Illustrate robustness to unmeasured confounding using a simplified approach.
r2_benchmarks: dict mapping covariate names to their partial R²
with the final result, providing real-world anchors for "how strong is robust?"
"""
print("SENSITIVITY ANALYSIS")
print("=" * 55)
print(f"Estimated effect: ${estimated_effect:,.0f} (SE: ${se:,.0f})")
print(f"Effect can be fully explained by bias >= ${abs(estimated_effect):,.0f}")
print()
print("Benchmarking against observed covariates:")
print("-" * 55)
for name, r2 in r2_benchmarks.items():
# Simplified: assume confounder with same R² as observed covariate
# would induce bias proportional to that R²
implied_bias = abs(estimated_effect) * r2
remaining = estimated_effect - implied_bias
print(f"n If unobserved confounder is as strong as '{name}':")
print(f" Implied bias: ${implied_bias:,.0f}")
print(f" Adjusted effect: ${remaining:,.0f}")
would_overturn = "YES" if abs(remaining) < 1.96 * se else "No"
print(f" Would overturn conclusion? {would_overturn}")
# Example usage
sensitivity_summary(
estimated_effect=3200,
se=800,
r2_benchmarks={
'education': 0.15,
'prior_earnings': 0.25,
'age': 0.05
}
)
Putting It All Together: A Decision Framework
With five methods and a sensitivity toolkit at your disposal, the sensible query now could be which one should we use, and when?

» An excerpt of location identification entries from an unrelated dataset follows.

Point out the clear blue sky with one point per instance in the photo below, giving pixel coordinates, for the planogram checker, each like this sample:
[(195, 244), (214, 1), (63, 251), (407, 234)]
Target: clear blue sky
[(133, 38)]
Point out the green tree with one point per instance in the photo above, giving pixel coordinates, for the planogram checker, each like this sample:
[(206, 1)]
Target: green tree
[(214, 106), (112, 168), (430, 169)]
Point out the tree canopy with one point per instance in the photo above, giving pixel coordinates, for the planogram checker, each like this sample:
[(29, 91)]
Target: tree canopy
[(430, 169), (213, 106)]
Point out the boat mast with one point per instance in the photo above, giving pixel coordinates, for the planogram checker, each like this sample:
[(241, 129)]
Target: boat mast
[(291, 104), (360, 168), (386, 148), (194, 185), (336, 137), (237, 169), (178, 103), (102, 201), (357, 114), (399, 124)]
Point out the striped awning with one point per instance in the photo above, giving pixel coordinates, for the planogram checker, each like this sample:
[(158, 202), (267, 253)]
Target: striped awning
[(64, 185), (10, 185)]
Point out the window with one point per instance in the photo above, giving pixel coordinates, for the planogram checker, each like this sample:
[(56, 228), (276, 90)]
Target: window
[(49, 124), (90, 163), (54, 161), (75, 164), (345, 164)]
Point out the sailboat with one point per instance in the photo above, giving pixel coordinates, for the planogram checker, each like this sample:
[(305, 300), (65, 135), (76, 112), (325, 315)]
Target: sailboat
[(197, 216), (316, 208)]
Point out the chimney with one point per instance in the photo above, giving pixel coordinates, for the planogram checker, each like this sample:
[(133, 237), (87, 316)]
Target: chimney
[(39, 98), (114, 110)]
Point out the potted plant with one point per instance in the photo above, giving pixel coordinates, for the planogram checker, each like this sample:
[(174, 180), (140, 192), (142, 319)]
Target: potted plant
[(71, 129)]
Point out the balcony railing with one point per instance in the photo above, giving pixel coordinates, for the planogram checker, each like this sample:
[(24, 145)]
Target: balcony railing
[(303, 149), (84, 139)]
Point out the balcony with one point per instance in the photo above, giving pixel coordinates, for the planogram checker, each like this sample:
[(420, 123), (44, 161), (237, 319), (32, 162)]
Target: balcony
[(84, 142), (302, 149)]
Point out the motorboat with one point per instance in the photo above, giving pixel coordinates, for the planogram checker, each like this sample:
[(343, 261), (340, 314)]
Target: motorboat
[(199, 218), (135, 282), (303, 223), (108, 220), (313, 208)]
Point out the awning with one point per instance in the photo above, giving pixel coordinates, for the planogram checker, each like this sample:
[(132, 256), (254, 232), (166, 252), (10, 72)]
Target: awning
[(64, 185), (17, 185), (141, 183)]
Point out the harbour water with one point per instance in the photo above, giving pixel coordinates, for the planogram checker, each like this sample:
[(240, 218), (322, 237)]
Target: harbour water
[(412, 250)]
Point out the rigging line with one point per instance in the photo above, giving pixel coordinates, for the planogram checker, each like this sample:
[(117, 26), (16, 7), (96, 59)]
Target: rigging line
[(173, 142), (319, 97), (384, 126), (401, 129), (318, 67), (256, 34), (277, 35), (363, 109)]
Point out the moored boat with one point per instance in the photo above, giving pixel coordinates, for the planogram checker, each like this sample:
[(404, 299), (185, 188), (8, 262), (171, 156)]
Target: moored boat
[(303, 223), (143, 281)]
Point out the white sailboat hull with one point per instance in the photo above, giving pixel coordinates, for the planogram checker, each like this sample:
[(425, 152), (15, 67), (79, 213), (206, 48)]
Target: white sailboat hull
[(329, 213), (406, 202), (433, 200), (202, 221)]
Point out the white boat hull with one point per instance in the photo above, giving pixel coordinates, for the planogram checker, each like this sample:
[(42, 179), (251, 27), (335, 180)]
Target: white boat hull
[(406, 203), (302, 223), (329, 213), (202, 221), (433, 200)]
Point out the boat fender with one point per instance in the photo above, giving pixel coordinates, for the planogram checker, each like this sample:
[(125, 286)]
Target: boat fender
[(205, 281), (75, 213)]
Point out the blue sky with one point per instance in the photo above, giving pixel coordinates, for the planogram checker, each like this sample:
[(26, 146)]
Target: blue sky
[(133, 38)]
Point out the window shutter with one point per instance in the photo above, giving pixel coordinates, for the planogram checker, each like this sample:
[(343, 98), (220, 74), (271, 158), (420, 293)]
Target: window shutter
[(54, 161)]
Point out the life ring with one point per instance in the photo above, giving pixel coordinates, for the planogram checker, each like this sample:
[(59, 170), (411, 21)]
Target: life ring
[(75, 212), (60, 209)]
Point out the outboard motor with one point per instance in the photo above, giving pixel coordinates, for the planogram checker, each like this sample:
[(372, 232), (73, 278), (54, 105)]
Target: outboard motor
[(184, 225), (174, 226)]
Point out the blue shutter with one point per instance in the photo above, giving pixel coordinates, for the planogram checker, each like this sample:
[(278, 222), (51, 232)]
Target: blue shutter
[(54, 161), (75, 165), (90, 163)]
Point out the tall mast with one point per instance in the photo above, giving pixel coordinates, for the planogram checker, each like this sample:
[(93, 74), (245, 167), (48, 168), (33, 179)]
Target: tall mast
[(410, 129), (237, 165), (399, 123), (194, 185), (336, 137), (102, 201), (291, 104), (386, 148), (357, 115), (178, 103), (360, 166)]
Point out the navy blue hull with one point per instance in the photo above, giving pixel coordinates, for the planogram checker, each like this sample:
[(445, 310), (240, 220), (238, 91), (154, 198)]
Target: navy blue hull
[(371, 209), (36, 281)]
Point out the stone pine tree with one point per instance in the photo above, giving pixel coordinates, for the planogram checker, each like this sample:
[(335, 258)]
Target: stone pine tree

Here's a flowchart to assist with that call.
Final Thoughts
Causal inference is fundamentally about reasoning rigorously under uncertainty. The methods we've explored in this text are all powerful tools, but they continue to be tools. Each demands judgment about when it applies and vigilance about when it fails. A straightforward method applied thoughtfully will at all times outperform a posh method applied blindly.
Really helpful Resources for Going Deeper
Listed below are the resources I even have found Most worthy:
For constructing statistical intuition around causal considering:
- Regression and Other Stories by Gelman, Hill, and Vehtari
- For rigorous potential outcomes framework: Causal Inference for Statistics, Social, and Biomedical Sciences by Imbens and Rubin
- For domain-grounded causal reasoning: Causal Inference in Public Health by Glass et al.
- Athey and Imbens (2019), “Machine Learning Methods That Economists Should Know About” — Bridges ML and causal inference.
- Callaway and Sant’Anna (2021) Essential reading on modern DiD with staggered adoption.
- Cinelli and Hazlett (2020) The definitive practical guide to sensitivity evaluation.